The revitalized “Frasier” tries hard to do justice to its predecessor, even while its protagonist embarks on a whole new phase of life unaccompanied by any of the supporting cast from his previous show. New addition, British comedy legend Nicholas Lyndhurst, nicely fills the gap left by David Hyde Pierce, who chose not to return as Frasier’s brother, Niles, and the first episode respectfully mourns the loss of John Mahoney, who played Frasier and Niles’ father on the original series. The show being set in Boston also lends it a faint familiarity, with Frasier wasting no time in poking fun at “Cheers,” and perhaps hinting at future potential cameos from erstwhile stars of the esteemed sitcom. But if it wasn’t for Kelsey Grammer, none of this would have been possible.
Speaking to the Seattle Times, writer and co-showrunner Joe Cristalli explained that at one point the producers were considering setting the “Frasier” revival in New York City. But it was Grammer that stepped in and suggested Frasier return to his roots by going back to Boston. Cristalli said, “Once we hit on that, knowing that this was going to be about Frasier trying to reconnect with his son — [Boston is] where we last left Freddy and [ex-wife] Lilith and that’s where Freddy grew up.”
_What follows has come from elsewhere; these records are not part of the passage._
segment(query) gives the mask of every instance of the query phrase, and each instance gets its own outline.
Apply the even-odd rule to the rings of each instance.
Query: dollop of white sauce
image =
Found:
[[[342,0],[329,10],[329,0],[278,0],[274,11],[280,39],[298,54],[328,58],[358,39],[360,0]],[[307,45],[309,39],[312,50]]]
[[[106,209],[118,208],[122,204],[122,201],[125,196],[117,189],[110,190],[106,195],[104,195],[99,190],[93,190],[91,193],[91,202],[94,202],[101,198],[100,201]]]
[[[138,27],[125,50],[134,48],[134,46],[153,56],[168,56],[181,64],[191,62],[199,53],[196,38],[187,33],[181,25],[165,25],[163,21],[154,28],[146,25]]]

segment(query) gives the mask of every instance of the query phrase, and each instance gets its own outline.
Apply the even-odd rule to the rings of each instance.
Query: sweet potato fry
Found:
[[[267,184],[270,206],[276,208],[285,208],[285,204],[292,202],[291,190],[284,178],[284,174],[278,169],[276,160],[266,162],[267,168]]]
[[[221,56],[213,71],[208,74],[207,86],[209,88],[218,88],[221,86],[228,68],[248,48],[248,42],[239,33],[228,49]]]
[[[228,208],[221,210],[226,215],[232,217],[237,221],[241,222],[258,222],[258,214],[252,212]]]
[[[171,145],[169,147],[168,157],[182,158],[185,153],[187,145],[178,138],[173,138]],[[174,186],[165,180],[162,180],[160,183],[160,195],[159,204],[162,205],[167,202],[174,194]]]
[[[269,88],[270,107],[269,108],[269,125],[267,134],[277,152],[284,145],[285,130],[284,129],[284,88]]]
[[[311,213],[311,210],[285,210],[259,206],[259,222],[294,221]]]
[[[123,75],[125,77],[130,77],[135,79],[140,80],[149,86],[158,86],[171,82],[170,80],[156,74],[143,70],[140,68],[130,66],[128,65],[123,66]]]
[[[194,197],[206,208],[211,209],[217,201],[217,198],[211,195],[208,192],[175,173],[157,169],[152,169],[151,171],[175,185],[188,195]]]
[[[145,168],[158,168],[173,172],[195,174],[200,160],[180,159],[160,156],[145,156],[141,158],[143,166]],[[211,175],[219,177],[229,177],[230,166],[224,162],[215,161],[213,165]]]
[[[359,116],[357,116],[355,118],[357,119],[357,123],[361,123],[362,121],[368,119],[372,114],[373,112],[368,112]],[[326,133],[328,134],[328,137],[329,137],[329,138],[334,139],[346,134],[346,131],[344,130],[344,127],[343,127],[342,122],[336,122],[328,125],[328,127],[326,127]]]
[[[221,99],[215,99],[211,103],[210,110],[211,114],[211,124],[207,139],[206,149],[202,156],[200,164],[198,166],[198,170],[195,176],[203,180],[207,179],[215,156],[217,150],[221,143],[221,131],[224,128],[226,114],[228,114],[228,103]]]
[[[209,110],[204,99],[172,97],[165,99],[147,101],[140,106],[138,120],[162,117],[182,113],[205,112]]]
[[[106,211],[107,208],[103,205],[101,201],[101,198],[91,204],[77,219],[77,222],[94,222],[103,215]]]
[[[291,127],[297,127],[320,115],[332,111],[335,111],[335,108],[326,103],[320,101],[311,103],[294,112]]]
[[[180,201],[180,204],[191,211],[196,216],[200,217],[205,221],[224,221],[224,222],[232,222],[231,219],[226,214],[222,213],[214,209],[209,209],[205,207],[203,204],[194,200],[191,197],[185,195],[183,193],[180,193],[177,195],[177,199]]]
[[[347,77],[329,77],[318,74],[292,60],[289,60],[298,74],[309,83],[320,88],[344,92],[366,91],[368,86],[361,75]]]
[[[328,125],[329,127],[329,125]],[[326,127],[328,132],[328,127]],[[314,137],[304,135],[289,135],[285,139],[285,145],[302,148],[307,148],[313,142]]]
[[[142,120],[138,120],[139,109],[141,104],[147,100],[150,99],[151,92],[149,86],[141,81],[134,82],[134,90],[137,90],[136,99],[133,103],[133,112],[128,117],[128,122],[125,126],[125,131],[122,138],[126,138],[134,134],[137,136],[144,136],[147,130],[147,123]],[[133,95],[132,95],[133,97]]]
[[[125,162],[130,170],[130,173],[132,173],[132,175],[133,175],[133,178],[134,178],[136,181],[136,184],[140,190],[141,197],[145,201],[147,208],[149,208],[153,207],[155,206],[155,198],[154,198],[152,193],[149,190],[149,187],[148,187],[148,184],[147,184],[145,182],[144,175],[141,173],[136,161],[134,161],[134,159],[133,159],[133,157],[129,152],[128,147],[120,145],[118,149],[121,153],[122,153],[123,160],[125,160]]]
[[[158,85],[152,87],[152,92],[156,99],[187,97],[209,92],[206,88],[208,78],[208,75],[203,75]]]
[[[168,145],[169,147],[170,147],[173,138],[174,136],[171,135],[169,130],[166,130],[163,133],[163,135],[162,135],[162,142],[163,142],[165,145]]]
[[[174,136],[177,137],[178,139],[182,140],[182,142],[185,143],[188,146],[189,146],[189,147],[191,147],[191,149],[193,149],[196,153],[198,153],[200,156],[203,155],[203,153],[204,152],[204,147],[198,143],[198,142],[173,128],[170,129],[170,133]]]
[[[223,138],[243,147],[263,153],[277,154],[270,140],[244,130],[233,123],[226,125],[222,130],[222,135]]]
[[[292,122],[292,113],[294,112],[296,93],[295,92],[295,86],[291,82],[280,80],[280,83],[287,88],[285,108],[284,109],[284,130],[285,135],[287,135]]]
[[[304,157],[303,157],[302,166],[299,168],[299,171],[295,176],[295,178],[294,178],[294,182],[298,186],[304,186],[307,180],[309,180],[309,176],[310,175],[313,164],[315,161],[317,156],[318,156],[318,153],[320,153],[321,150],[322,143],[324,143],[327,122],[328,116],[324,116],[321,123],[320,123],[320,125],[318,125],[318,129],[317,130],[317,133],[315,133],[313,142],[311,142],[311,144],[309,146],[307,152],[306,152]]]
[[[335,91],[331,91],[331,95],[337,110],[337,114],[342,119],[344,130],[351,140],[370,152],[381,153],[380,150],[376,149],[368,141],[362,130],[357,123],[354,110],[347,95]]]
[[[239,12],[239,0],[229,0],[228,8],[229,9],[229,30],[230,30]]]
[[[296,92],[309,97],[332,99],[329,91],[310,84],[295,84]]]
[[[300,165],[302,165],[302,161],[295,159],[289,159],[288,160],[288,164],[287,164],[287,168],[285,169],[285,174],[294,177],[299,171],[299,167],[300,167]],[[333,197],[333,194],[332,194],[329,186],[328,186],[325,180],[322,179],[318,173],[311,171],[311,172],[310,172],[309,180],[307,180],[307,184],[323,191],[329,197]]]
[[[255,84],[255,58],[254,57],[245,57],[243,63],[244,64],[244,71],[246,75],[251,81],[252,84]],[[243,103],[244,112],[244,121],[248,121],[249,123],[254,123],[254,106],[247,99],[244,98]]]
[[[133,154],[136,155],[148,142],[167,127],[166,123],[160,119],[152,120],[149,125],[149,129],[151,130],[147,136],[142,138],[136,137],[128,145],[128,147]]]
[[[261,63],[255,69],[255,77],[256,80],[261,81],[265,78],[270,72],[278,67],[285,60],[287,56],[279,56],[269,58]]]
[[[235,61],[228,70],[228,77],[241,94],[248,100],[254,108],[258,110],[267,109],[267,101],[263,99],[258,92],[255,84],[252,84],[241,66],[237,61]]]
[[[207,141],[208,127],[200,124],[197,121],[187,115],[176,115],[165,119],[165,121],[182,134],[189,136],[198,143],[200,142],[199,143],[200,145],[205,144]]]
Cristalli expanded on the genesis of the show’s setting in a Variety interview, saying:
“Kelsey was like, ‘You know what? He’s got unfinished business in Boston. He’s not happy with the self he was in Boston. Let’s bring him back to Boston,’ That’s ostensibly where his son would still be living, and that’s where he grew up. It really clicked into place then. There were a lot of stops and starts but we ended up, I think, in a pretty good place.”